They face a minimum of 15 years in prison if convicted on all charges. On Tuesday, Mack was released from jail but will remain under house arrest at her parents’ home in California, where she will be monitored electronically.
‘She Used Feminism Towards Such Nefarious Ends’
According to Shoaib, she met Mack while she was “in a fairly vulnerable time.” She had been drinking heavily after enduring “a traumatic experience,” but found no solace or comfort in Alcoholics Anonymous meetings, which were typically male-dominated.
“There was a lot of male energy,” Shoaib told Kelly. “She told me, ‘I have an alternative.’ She put me on the phone with a guy named Edgar, who spouted all this self-help stuff.”

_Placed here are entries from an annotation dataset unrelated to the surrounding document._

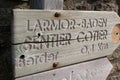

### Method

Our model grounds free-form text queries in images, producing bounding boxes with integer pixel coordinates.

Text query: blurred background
[0,0,120,80]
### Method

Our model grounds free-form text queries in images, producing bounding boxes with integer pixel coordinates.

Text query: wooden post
[30,0,63,10]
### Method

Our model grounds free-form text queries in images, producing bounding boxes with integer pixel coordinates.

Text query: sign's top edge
[13,9,116,13]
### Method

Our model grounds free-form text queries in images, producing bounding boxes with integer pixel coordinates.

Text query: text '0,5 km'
[13,10,119,77]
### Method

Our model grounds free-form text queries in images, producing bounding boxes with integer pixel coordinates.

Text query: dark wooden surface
[0,0,120,80]
[0,8,14,80]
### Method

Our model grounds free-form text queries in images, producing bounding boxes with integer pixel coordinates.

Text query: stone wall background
[0,0,120,80]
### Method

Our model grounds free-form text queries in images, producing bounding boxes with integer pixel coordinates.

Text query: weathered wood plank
[30,0,63,10]
[16,58,112,80]
[13,10,120,77]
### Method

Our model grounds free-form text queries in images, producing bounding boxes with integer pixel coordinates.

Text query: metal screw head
[53,63,59,68]
[20,55,25,59]
[54,12,61,17]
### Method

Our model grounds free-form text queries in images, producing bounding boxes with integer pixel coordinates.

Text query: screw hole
[53,63,58,68]
[38,33,41,37]
[115,33,119,35]
[54,12,60,17]
[20,55,25,59]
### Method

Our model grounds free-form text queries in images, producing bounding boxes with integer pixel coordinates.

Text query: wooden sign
[30,0,63,10]
[13,9,120,77]
[16,58,112,80]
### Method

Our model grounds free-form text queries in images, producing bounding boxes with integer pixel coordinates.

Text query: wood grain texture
[30,0,63,10]
[15,58,112,80]
[13,10,119,77]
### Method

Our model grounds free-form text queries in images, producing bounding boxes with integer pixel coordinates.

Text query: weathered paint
[13,10,120,77]
[16,58,112,80]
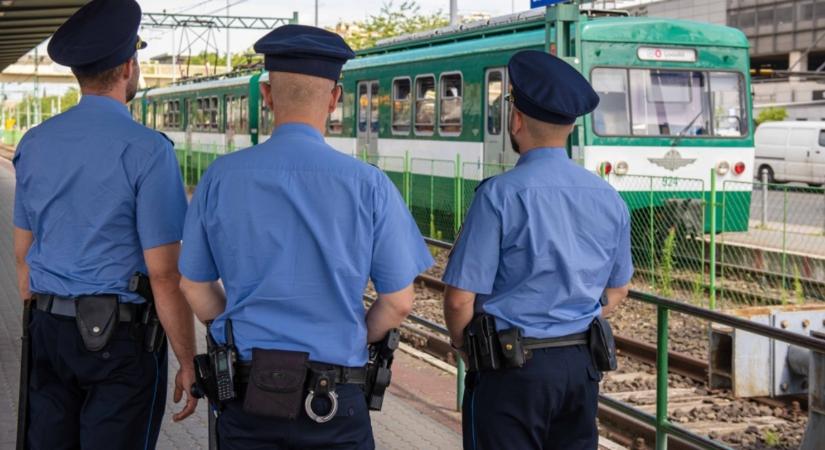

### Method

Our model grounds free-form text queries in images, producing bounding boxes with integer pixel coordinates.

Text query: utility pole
[34,47,41,124]
[226,0,232,72]
[450,0,458,25]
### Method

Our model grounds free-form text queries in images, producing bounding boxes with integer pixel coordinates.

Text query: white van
[754,121,825,186]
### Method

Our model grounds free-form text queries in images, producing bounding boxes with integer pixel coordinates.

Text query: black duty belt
[235,362,367,384]
[34,294,143,322]
[522,333,588,350]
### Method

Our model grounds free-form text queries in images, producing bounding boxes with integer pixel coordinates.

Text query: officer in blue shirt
[14,0,197,449]
[180,25,432,450]
[444,51,633,449]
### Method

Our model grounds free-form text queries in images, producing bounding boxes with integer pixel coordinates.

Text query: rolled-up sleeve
[443,185,501,294]
[370,173,433,293]
[178,175,220,282]
[136,143,186,250]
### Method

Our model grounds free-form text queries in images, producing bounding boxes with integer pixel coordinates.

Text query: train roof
[358,11,749,59]
[135,75,255,98]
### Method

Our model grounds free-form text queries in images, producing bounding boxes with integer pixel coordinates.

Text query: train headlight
[733,161,745,175]
[616,161,629,175]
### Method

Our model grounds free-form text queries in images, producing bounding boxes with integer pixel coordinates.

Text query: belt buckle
[304,389,338,423]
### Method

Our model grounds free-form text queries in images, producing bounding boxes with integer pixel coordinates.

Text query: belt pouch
[75,295,120,352]
[243,348,309,420]
[498,328,525,368]
[588,316,618,372]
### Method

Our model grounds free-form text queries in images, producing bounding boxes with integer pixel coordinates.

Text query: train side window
[392,78,412,134]
[209,97,221,131]
[370,81,381,135]
[327,84,344,134]
[487,70,504,136]
[438,73,464,135]
[235,95,249,134]
[590,69,630,136]
[415,75,435,134]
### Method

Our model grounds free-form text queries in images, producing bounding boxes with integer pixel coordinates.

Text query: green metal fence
[717,181,825,306]
[176,151,825,308]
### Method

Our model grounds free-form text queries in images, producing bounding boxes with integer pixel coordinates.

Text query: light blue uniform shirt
[180,124,433,367]
[444,148,633,338]
[14,95,186,303]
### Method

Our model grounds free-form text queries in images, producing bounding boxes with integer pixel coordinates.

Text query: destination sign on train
[636,47,696,62]
[530,0,567,8]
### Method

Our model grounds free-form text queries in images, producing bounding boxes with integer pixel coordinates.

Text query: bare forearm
[366,285,415,343]
[180,278,226,323]
[444,287,476,347]
[602,286,630,317]
[14,228,34,299]
[152,277,196,363]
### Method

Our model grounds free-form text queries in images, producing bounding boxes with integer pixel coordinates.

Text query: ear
[510,107,524,134]
[258,83,273,111]
[328,84,344,114]
[120,58,137,80]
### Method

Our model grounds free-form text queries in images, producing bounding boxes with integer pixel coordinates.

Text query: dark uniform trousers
[217,384,375,450]
[28,311,167,450]
[463,345,601,450]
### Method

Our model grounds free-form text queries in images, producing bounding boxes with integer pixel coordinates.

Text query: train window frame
[587,65,754,141]
[412,73,438,136]
[390,76,415,136]
[327,83,344,136]
[436,70,464,137]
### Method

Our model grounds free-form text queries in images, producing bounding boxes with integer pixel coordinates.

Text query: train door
[484,67,518,165]
[356,81,379,155]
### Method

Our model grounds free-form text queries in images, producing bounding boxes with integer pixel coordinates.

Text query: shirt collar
[516,147,569,166]
[272,122,324,142]
[79,94,132,119]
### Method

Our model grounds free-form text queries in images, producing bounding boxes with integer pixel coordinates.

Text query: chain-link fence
[607,175,709,303]
[0,130,26,147]
[409,158,460,241]
[167,146,825,308]
[717,181,825,307]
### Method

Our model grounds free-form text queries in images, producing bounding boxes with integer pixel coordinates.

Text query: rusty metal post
[799,331,825,450]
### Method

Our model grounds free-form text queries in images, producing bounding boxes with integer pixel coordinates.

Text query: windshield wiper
[670,111,705,147]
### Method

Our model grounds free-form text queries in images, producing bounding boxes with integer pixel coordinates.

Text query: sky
[1,0,530,98]
[139,0,516,57]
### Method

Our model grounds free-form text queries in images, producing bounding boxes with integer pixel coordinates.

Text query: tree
[331,0,450,50]
[755,107,788,126]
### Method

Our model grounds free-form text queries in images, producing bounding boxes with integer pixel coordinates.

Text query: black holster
[74,295,120,352]
[243,348,312,420]
[364,328,401,411]
[588,316,619,372]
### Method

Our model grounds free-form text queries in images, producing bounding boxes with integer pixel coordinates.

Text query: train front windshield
[591,68,748,138]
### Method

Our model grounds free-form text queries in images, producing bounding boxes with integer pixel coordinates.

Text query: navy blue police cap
[255,25,355,81]
[48,0,146,73]
[507,50,599,125]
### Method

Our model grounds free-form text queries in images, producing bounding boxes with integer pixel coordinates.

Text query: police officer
[180,25,432,450]
[444,51,633,450]
[14,0,197,450]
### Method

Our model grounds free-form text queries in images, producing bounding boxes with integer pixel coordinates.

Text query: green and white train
[132,5,754,234]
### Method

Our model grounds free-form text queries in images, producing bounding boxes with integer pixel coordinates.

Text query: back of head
[269,72,335,117]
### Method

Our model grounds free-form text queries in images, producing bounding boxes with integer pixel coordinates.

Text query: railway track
[402,240,806,449]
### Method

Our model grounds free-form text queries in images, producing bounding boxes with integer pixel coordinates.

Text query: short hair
[72,55,137,92]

In time, Shoaib met Mack in person. She told Kelly she met Mack and another woman for dinner. She believes that third dinner guest was India Oxenberg, the daughter of Dynasty star Catherine Oxenberg, who has become an outspoken Nxivm critic since India joined the group.
Shoaib said the dinner was unusual because Mack’s demeanor was drastically different than it had been at the audition and over email.
“She was very dour, very moody, very pulled down and serious,” Shoaib said. “It was strange to see her go from a smiling, chirpy, extremely friendly girl into someone quite stern.”
Shoaib said she had “no doubt” Mack was recruiting her: “It was very clear she was pumping up her feminist interests to lure me in. I was very heartened that this woman was looking to do something positive … I’m angry she used feminism towards such nefarious ends.”
Jennifer Pastiloff, a yoga instructor and writer, told PEOPLE earlier this week she, too, thinks Mack was trying to recruit her into Nxivm in 2013.